When I did, I realized I really DID write like Dan Brown. That includes all the things my editors and beta readers disliked. The Lost Symbol switches POVs constantly, sometimes in the middle of a scene. It reads like a novelization of a movie focusing more on the "scene" than characters. It helped me realize the downside of constantly changing POVs. I really didn't care about any of the characters. We never spend enough time with them to become interested. The only important thing is the story...which is a big no-no. I want to write character-driven stories. 

The ending was also a little flat. The big "reveal" of Mal'akh was a yawn. It was too obvious 1/2 way through the book who he was. If you want a believable, tense mystery you can't beat people over the head with sledgehammer-like clues. Even worse, when I learned the "secret" Mal'akh has been searching for, I wanted to throw my book. It was a complete let down after a very strong start.

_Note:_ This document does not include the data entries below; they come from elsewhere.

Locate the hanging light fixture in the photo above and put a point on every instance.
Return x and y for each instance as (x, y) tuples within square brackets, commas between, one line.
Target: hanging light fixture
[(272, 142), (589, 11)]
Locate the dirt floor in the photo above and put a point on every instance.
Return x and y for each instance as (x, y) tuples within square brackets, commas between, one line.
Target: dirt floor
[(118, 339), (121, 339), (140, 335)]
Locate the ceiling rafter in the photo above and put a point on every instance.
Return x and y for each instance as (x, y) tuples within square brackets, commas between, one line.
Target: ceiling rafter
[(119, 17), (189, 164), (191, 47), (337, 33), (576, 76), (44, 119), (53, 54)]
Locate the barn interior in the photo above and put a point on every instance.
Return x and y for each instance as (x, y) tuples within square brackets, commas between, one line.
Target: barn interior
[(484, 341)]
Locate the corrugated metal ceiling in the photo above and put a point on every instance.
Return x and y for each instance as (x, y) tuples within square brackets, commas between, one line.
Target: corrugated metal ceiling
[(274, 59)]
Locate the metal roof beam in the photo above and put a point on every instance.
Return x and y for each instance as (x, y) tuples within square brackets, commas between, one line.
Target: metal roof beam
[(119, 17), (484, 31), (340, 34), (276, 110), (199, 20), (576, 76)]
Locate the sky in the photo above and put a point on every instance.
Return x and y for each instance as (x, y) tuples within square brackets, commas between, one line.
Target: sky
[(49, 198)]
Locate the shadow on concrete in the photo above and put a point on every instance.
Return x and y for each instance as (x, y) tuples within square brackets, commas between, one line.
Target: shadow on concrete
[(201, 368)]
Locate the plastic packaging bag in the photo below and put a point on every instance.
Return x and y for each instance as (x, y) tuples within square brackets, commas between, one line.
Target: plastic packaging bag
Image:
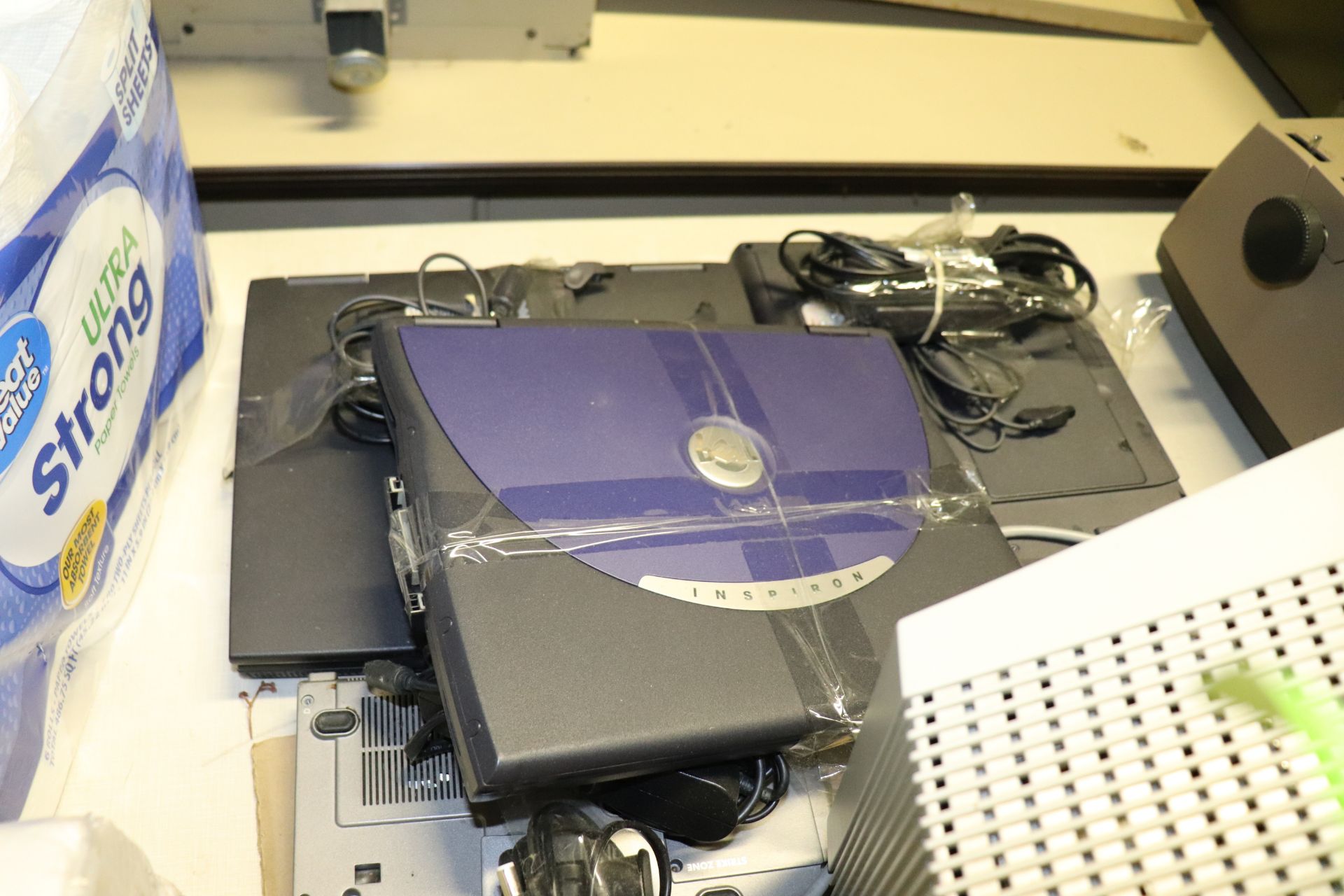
[(104, 336), (76, 858)]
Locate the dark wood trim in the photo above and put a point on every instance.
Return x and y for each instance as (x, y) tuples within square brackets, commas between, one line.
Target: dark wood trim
[(654, 179)]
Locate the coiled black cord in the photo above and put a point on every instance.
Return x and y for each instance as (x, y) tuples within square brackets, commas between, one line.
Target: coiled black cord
[(967, 387), (857, 270), (768, 788), (359, 412)]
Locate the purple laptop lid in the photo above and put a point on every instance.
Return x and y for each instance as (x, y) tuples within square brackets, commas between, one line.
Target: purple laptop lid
[(720, 466)]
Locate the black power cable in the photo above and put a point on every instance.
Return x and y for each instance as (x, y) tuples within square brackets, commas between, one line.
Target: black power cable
[(878, 285), (359, 412)]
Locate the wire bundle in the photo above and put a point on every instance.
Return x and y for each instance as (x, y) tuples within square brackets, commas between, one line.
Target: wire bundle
[(765, 788), (359, 412), (883, 285), (1015, 276)]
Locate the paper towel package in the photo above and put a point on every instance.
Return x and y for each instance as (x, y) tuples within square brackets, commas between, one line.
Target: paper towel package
[(104, 335)]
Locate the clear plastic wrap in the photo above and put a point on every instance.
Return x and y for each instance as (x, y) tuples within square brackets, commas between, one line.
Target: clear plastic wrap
[(724, 482)]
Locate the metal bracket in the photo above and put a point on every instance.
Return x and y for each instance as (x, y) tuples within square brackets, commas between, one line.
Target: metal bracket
[(396, 11)]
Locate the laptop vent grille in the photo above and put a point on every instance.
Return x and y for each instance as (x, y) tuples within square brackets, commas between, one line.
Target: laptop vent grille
[(387, 780), (1108, 769)]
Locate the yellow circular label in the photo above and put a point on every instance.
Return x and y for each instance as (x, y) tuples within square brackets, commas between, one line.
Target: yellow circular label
[(78, 555)]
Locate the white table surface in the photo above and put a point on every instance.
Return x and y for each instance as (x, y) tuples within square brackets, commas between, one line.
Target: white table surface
[(166, 751)]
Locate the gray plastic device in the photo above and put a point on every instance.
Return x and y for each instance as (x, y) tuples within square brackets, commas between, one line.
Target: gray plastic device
[(1254, 262), (366, 822)]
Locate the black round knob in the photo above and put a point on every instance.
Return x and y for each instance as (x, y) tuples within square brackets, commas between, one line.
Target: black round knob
[(1282, 239)]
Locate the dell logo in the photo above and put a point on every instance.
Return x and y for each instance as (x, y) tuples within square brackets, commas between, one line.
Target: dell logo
[(726, 457)]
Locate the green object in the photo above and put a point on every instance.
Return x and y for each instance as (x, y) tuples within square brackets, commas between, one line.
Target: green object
[(1324, 729)]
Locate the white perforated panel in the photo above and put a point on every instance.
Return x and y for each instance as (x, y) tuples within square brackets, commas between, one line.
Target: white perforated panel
[(1105, 767)]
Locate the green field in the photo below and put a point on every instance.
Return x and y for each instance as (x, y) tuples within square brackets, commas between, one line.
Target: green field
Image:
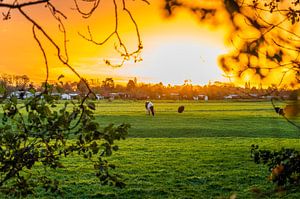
[(203, 152)]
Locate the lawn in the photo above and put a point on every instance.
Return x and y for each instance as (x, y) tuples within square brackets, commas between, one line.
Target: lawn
[(203, 152)]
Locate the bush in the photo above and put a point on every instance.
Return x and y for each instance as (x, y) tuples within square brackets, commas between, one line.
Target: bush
[(284, 164), (38, 130)]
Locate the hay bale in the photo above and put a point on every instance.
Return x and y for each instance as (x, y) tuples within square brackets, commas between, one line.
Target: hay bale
[(180, 109)]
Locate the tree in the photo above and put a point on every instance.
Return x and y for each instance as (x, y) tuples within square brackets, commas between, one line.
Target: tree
[(41, 134), (265, 36)]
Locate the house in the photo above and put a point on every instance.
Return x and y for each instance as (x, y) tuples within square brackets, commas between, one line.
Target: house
[(232, 96), (66, 96), (99, 97)]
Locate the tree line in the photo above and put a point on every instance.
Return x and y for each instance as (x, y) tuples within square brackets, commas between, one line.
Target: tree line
[(109, 89)]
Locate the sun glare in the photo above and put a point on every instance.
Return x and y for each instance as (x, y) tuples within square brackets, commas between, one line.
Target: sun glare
[(179, 59)]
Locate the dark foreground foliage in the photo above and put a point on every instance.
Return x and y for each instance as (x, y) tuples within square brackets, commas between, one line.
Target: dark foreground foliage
[(35, 132), (284, 164)]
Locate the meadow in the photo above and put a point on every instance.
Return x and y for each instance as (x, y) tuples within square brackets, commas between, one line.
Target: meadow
[(203, 152)]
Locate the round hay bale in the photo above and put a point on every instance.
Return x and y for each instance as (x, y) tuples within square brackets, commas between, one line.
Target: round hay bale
[(180, 109)]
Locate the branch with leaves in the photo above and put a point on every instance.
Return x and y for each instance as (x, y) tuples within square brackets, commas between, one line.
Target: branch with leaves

To ramp up the tension, use carefully placed breaks in the action. End chapters on small cliffhangers to push the reader forward.

Limit your scope. Keep time, location, and POVs limited to increase the sense of claustrophobia and intensity. Make your characters likable by making them good at what they do. Then put them in a situation in which they are unfairly treated, persecuted, or surround them with ever-increasing danger.